As the years went by and our own families evolved, we also learned that those carefully woven moments were often threaded with anxiety and exhaustion. As much as she reveled in her domestic gifts, my mom collapsed like an over-baked souffle after each major holiday. Perfection does have its price.
We laugh about it over the apple pie now, but my parents' annual skirmishes over the Christmas tree were legendary. One year my mild mannered father got so aggravated by my mother's insistence on a perfectly straight evergreen that he nailed the tree holder to the living room floor.
Now that my father and mother have passed on, the frayed edges of those epic holidays blur and fade. Call it the foggy lens of the heart's longing. We've suffered other major losses, too, including both of my sisters' husbands. Framed by the reality of their absence at the table, I mainly recall the golden moments in our family tapestry.

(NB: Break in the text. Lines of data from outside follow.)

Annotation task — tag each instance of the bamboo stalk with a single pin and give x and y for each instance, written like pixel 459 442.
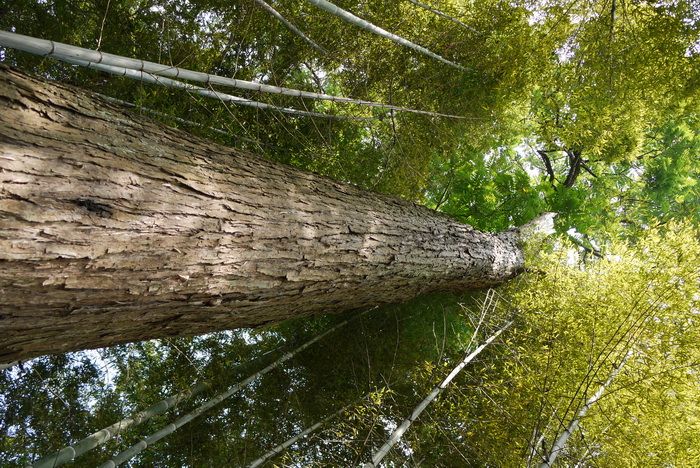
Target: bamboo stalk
pixel 67 454
pixel 564 437
pixel 399 431
pixel 439 13
pixel 294 29
pixel 167 82
pixel 170 428
pixel 274 451
pixel 64 52
pixel 359 22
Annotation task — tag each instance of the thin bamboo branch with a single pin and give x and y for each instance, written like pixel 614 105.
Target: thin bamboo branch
pixel 564 437
pixel 444 15
pixel 294 29
pixel 64 52
pixel 170 428
pixel 399 431
pixel 286 444
pixel 359 22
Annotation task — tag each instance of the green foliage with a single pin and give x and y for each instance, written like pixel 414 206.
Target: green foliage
pixel 614 82
pixel 576 322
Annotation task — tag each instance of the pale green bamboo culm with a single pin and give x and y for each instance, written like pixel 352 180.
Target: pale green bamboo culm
pixel 560 443
pixel 439 13
pixel 284 21
pixel 167 82
pixel 286 444
pixel 64 52
pixel 399 431
pixel 100 437
pixel 170 428
pixel 359 22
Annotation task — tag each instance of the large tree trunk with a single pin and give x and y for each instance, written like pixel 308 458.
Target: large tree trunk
pixel 115 229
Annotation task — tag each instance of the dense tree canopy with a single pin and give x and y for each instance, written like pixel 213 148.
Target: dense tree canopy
pixel 589 109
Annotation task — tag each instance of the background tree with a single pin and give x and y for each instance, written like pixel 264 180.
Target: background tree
pixel 609 87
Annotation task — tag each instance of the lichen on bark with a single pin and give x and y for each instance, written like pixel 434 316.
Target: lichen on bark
pixel 114 228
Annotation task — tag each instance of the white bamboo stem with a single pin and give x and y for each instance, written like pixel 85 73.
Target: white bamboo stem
pixel 359 22
pixel 170 428
pixel 399 431
pixel 151 78
pixel 564 437
pixel 294 29
pixel 100 437
pixel 439 13
pixel 286 444
pixel 64 52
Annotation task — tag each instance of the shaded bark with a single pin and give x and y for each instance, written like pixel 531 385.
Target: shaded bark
pixel 116 229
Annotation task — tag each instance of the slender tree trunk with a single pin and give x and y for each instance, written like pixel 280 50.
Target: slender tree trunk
pixel 115 229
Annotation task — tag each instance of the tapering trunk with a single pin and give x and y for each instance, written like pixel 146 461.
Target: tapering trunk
pixel 115 229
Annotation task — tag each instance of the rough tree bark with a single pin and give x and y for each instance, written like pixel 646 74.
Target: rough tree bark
pixel 114 229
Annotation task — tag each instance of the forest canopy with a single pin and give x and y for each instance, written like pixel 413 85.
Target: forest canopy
pixel 587 109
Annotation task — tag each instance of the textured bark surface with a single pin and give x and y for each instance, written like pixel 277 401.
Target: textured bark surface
pixel 115 229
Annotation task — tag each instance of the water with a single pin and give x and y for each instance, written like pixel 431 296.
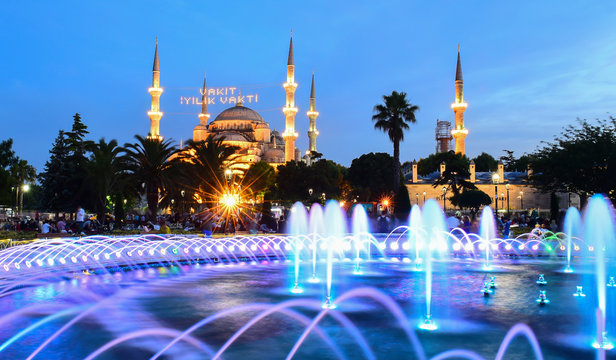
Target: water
pixel 178 302
pixel 329 289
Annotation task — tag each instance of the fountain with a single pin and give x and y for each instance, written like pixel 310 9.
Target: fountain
pixel 487 231
pixel 360 232
pixel 55 285
pixel 542 299
pixel 572 226
pixel 486 289
pixel 541 280
pixel 316 227
pixel 579 292
pixel 298 225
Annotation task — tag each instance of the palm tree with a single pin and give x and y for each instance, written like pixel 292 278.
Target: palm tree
pixel 393 118
pixel 153 164
pixel 204 162
pixel 105 171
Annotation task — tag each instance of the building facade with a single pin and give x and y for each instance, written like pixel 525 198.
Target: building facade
pixel 243 127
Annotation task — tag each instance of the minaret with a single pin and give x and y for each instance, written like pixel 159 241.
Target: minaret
pixel 200 131
pixel 155 91
pixel 312 115
pixel 459 106
pixel 290 135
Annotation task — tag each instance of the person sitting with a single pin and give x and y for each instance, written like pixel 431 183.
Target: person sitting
pixel 61 225
pixel 164 228
pixel 46 228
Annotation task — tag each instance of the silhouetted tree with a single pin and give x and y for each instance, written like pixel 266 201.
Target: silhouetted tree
pixel 393 118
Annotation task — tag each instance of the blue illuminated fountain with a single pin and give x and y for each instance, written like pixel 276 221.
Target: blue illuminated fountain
pixel 49 287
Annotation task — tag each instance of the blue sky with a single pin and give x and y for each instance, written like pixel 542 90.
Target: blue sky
pixel 529 67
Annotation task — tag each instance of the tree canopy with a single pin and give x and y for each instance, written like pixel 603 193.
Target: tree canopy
pixel 394 117
pixel 370 176
pixel 581 160
pixel 485 162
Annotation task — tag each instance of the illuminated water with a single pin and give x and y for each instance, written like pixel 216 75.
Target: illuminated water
pixel 328 290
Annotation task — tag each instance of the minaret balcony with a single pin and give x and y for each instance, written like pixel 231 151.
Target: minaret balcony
pixel 290 134
pixel 459 132
pixel 155 91
pixel 289 110
pixel 155 137
pixel 290 85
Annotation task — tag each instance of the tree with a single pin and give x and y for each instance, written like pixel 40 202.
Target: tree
pixel 295 179
pixel 402 203
pixel 105 173
pixel 472 199
pixel 7 159
pixel 21 174
pixel 512 163
pixel 369 176
pixel 260 178
pixel 455 175
pixel 77 159
pixel 56 195
pixel 151 162
pixel 432 163
pixel 393 117
pixel 485 162
pixel 581 160
pixel 203 164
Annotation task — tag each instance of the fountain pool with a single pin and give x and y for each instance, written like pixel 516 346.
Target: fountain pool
pixel 362 295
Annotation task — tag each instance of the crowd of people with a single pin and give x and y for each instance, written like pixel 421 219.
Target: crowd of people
pixel 208 222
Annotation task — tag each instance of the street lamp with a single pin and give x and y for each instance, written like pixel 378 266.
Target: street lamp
pixel 24 188
pixel 495 179
pixel 444 198
pixel 508 209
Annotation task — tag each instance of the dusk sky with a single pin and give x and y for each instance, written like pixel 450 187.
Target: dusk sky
pixel 530 68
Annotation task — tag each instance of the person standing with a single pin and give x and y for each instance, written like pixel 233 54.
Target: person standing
pixel 79 217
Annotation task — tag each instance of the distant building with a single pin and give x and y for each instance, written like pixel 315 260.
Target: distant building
pixel 243 127
pixel 508 190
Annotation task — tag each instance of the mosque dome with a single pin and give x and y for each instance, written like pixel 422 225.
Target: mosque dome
pixel 233 136
pixel 274 155
pixel 200 133
pixel 239 112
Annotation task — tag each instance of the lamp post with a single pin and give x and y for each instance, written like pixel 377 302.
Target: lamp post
pixel 182 205
pixel 502 200
pixel 495 179
pixel 24 188
pixel 508 208
pixel 444 198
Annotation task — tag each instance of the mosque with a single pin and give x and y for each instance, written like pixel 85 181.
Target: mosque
pixel 243 127
pixel 509 190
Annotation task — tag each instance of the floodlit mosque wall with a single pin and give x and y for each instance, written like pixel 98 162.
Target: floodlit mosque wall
pixel 531 198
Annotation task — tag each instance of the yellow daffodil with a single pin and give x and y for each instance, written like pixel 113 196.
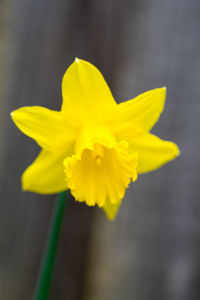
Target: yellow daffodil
pixel 93 146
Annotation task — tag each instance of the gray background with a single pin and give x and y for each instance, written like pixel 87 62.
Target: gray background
pixel 152 250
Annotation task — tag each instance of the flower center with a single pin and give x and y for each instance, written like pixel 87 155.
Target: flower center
pixel 98 153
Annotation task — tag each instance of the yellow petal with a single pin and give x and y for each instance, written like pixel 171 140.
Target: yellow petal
pixel 45 175
pixel 144 110
pixel 153 152
pixel 111 209
pixel 85 91
pixel 45 126
pixel 100 174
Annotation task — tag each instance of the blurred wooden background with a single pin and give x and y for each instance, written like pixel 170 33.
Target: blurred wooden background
pixel 152 250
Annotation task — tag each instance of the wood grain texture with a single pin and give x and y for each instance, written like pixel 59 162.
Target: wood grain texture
pixel 152 249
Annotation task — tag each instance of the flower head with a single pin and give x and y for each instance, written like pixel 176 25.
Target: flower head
pixel 93 146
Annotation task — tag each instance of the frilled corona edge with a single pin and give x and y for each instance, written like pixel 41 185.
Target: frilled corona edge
pixel 93 146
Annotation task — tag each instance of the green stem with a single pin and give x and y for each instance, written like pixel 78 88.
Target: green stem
pixel 46 270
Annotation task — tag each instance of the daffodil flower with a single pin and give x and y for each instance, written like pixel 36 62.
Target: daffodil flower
pixel 93 146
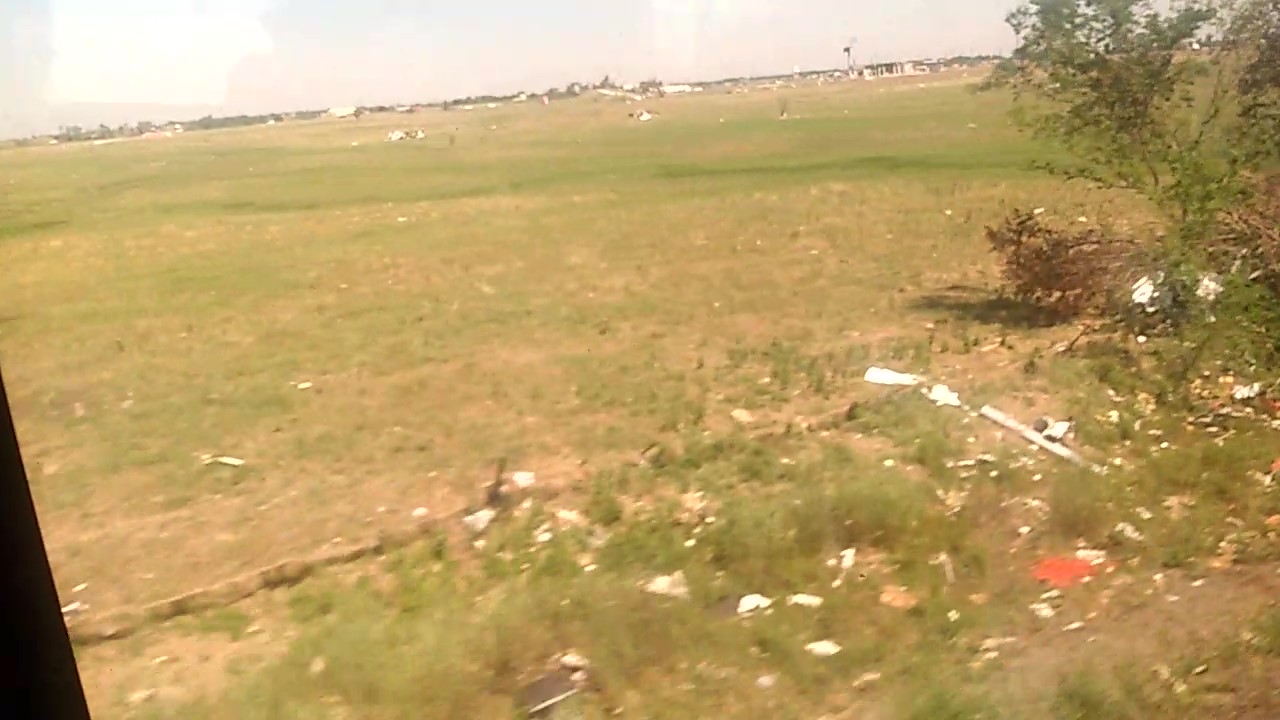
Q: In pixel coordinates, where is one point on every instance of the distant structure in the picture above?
(892, 69)
(850, 64)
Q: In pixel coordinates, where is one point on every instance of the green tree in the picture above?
(1175, 101)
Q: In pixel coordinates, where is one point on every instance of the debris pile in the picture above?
(401, 135)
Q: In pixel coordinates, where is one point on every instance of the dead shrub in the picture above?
(1068, 272)
(1249, 238)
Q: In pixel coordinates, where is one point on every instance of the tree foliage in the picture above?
(1179, 103)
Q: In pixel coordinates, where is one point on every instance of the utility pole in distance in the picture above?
(849, 54)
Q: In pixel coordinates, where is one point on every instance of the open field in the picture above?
(566, 287)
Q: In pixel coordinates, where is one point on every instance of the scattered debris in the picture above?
(949, 570)
(1057, 432)
(944, 396)
(804, 600)
(885, 377)
(1063, 572)
(992, 645)
(1247, 392)
(479, 520)
(955, 500)
(524, 479)
(823, 648)
(670, 586)
(571, 660)
(1128, 532)
(752, 602)
(897, 597)
(1093, 557)
(398, 135)
(141, 696)
(547, 692)
(845, 560)
(1042, 610)
(74, 607)
(865, 679)
(1032, 436)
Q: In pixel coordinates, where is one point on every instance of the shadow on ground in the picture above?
(982, 305)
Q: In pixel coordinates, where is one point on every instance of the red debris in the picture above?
(1063, 572)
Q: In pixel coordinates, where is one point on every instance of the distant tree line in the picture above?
(78, 133)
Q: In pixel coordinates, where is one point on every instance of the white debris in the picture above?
(524, 479)
(1128, 532)
(1247, 392)
(1043, 610)
(865, 679)
(574, 661)
(752, 602)
(1092, 556)
(886, 377)
(823, 648)
(1144, 294)
(1210, 287)
(846, 563)
(224, 460)
(570, 518)
(804, 600)
(141, 696)
(846, 557)
(668, 586)
(992, 645)
(1057, 431)
(949, 570)
(944, 396)
(479, 520)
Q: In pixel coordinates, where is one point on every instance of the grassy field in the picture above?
(370, 326)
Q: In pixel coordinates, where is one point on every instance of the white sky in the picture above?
(261, 55)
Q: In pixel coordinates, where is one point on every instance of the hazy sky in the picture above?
(260, 55)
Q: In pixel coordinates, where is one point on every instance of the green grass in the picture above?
(567, 290)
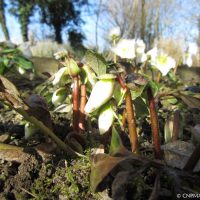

So what shall we weave this Christmas Present?
We still love to eat and cook. Although we've made some menu changes to accommodate aging waistlines and creeping cholesterol levels, the hallmarks of Christmas Past live on: the secret recipe pigs in the blanket, the requisite corn casserole, perfect pies, sweet potatoes and showstopping gravy. My brother still insists on "testing" the ham for quality. But now more than ever, there is a sense of reveling in each other's company just the way we are and without the angst of over-preparation.
Fresh green beans served from the pan on the kitchen counter still taste amazing. Pretty paper napkins mean no fussing with stain sticks. We can (and here I contain a small gasp of betrayal) even buy bags of ugly premade bows to plaster on our packages.
Maybe that's the point of holiday gatherings, after all. To look back at the burnt casseroles, the crooked trees, the cross words, the broken ornaments, the harried hostesses and hold them in the same wide-open embrace as the perfectly timed turkey, the gilded tables bathed in soft light and the presents wrapped in finery.
I might drive to the next town to find the right ingredient for some tempting new recipe. I might wander the woods for pine cones and branches and fashion them into an artful centerpiece. I am my mother's daughter, after all. But in the end, we are gathering to feast on the banquet of our family connectedness. When my extended family comes together, we are celebrating our commitment to survive and thrive over decades of joys and sorrows as well as the ordinary bumps and bruises of life.
In the best of all the traditions my parents gave us, we bow our heads together, give thanks and fill ourselves with everything good we bring to the table.